Beachtet bitte, dass es in dem Beispiel nicht darum geht, ob diese drei Schiffe jetzt balanced sind oder nicht – das ist hier völlig nebensächlich. Der wichtige Punkt ist, dass es bei einer linearen Belohnungsfunktion viel, viel einfacher ist für jedes Meta die optimale Liste auszurechnen. Das führt dann zwangsläufig dazu, dass das Meta immer sehr schnell auf eine sehr kleine Menge von Schiffen/Listen konvergiert. Das passiert ohnehin schon gelegentlich, dauert aber normalerweise mehrere Monate und wird nur durch vergleichsweise schwache empirische Daten gestützt (selbst die Ergebnisse von 1000 Partien sind statistisch gesehen häufig nicht aussagekräftig). Bei einer Linearisierung der Belohnungsfunktionen geht das Ganze dann in wenigen Stunden und liefert alle Siegwahrscheinlichkeiten und die zugehörigen Varianzen (unter der Voraussetzung, dass beide Spieler optimal fliegen). Diese Situation will man in keinem Taktik- oder Strategiespiel haben. Im Gegenteil – normalerweise versucht man das als Spieldesigner ganz aktiv zu verhindern.
Fazit
Natürlich wäre eine Ausweitung der Halbe-Punkte-Regel auf kleine Schiffe noch keine komplette Linearisierung der Belohnungsfunktion, sondern nur ein (immerhin recht großer*) Schritt in diese Richtung. Auch ist die Transformation von Wahrscheinlichkeitsdichtefunktionen durch eine 2-Sprung-Funktion immer noch deutlich komplexer zu handhaben als durch eine wirklich lineare Funktion. Und selbstverständlich haben diejenigen Recht, die sich beklagen, dass es einige kleine Schiffe gibt, die zu viele Punkte zu einfach bis zum Spielende halten können. Dieses Problem ist durch die neuen Möglichkeiten des Hitpoint-Pooling (AKA Schadensverteilung) in Welle 11 auch nochmals größer geworden.

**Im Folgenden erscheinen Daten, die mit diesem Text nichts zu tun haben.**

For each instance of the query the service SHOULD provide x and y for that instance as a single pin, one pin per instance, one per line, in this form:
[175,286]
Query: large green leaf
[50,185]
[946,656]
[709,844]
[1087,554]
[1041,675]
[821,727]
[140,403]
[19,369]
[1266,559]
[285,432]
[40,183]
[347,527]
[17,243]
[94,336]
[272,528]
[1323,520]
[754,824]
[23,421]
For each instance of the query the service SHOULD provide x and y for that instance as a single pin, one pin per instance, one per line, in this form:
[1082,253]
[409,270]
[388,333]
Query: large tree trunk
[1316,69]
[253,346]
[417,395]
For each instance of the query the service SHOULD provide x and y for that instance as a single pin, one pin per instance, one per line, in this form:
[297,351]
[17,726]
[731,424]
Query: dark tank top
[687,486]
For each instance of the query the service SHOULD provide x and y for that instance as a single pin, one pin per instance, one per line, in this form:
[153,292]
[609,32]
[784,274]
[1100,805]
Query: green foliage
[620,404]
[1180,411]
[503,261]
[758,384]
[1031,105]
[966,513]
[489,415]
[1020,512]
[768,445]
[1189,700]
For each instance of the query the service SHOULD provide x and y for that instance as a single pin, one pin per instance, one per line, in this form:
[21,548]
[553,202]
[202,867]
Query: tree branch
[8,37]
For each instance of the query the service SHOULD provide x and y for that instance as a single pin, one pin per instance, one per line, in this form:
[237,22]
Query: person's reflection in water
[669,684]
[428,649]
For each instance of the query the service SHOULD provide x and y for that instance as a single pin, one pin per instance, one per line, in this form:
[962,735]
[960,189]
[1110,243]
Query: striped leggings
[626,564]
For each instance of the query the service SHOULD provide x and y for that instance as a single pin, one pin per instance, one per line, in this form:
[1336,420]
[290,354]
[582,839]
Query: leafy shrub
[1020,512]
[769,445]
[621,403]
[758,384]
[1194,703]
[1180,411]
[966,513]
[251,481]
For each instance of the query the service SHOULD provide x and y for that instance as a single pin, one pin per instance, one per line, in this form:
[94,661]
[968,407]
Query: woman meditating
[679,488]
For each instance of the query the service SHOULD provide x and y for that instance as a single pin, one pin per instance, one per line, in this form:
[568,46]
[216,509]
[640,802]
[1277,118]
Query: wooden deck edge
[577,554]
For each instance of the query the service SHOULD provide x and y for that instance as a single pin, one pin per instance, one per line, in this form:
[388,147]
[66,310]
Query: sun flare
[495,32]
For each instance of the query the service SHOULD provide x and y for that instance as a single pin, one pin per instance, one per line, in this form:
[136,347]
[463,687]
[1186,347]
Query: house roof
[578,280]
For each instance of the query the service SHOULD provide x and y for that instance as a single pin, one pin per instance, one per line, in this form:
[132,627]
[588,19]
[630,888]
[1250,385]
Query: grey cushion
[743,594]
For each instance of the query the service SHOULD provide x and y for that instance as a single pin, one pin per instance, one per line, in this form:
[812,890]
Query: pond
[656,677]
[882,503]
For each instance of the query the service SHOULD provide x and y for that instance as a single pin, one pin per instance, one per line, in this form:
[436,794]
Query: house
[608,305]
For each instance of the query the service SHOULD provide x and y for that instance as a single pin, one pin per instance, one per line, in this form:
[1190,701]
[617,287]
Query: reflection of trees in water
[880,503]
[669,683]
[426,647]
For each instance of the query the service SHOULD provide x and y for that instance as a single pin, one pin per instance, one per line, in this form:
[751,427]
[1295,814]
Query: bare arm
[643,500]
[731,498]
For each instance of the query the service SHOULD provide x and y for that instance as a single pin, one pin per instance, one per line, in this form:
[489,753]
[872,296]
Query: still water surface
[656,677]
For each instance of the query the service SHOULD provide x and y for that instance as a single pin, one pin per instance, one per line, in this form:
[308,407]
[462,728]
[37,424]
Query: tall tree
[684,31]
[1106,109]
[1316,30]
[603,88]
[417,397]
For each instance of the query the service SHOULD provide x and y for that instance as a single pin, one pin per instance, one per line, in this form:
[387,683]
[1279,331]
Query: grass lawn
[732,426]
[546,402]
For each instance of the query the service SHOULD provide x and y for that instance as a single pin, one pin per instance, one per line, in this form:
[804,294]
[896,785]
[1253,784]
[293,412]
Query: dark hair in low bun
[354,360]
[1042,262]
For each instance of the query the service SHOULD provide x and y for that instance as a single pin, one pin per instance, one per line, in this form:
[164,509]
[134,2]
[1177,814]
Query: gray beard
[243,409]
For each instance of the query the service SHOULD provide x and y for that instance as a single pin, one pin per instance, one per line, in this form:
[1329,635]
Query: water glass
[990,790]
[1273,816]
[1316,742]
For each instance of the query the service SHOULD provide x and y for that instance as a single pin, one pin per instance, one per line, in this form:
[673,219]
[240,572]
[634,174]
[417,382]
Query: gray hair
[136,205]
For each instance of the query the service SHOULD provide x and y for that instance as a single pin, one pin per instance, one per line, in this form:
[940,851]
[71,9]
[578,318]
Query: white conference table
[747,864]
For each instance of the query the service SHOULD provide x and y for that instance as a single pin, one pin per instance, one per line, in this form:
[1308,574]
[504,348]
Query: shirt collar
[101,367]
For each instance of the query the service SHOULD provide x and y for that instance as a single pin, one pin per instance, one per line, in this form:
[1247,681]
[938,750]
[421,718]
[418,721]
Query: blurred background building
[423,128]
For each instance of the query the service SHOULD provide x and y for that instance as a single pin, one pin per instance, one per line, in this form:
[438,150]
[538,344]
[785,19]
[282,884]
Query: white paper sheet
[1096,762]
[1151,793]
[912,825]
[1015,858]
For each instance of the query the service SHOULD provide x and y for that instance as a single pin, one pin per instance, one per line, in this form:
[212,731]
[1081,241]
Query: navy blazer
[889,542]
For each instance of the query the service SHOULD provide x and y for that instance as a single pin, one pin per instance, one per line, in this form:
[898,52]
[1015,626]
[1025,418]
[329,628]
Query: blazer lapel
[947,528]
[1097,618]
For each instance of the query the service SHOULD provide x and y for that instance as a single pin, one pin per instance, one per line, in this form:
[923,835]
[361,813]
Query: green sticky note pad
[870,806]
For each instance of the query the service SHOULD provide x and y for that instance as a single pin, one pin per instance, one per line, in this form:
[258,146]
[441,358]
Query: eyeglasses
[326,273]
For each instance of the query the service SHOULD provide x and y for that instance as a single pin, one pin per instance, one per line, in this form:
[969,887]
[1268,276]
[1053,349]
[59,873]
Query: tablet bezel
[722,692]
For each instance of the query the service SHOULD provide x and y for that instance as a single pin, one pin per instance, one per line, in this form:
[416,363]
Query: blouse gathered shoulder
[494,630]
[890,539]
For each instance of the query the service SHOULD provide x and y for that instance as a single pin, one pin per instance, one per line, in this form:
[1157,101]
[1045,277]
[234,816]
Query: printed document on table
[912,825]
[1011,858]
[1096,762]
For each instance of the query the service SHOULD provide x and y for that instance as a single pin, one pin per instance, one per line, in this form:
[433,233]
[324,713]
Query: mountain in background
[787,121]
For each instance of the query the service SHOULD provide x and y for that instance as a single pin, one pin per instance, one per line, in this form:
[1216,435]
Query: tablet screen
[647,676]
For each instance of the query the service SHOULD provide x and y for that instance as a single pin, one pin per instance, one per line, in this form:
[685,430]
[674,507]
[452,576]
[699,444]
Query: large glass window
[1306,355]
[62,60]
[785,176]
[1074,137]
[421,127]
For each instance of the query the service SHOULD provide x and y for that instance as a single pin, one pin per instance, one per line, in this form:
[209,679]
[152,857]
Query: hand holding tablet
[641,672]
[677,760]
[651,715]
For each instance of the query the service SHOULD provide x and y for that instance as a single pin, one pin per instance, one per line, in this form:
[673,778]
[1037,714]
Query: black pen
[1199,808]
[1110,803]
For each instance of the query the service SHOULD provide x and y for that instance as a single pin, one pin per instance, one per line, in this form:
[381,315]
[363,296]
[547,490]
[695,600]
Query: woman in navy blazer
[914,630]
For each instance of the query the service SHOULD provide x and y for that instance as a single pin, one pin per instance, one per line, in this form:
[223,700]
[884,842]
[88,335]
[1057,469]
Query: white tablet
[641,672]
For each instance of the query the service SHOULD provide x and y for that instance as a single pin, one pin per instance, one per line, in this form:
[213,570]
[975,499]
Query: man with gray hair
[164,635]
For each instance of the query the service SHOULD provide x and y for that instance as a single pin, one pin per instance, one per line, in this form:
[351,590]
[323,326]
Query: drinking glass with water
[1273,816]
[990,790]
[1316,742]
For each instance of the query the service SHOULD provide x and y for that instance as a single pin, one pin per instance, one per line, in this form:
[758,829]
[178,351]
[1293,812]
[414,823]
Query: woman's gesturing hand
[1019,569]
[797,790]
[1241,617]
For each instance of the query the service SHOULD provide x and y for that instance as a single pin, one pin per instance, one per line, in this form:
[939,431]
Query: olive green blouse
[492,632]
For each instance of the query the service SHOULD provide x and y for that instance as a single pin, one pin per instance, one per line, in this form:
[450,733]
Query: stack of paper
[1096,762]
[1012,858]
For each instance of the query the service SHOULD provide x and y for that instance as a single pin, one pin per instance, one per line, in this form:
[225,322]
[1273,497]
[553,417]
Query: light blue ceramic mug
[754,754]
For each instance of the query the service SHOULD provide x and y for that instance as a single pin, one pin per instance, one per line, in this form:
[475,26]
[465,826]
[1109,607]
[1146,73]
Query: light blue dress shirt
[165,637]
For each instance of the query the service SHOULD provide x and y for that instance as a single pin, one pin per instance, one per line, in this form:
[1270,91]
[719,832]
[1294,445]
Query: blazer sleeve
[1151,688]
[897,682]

Aber die Halbe-Punkte-Regel ist keine gute Lösung für dieses Problem, sondern sehr gefährlich für das Spiel. Sie bringt uns einem Zustand nahe, in dem optimaler Listenbau und Zielpriorität realistisch ausgerechnet werden können. Und das ist dann ein Spiel, was die wenigsten von uns noch spielen wollen.
* Als Übung für Leser, die auch Optimierungs-Geeks sind: Wieviel näher ans Optimum kommt ein trivialer Greedy-Ansatz (Auswahl nach Profitabilitätsindex) bei einer Knapsack-Instanz, wenn sich plötzlich die Gewichte/Gewinne auch halbieren lassen?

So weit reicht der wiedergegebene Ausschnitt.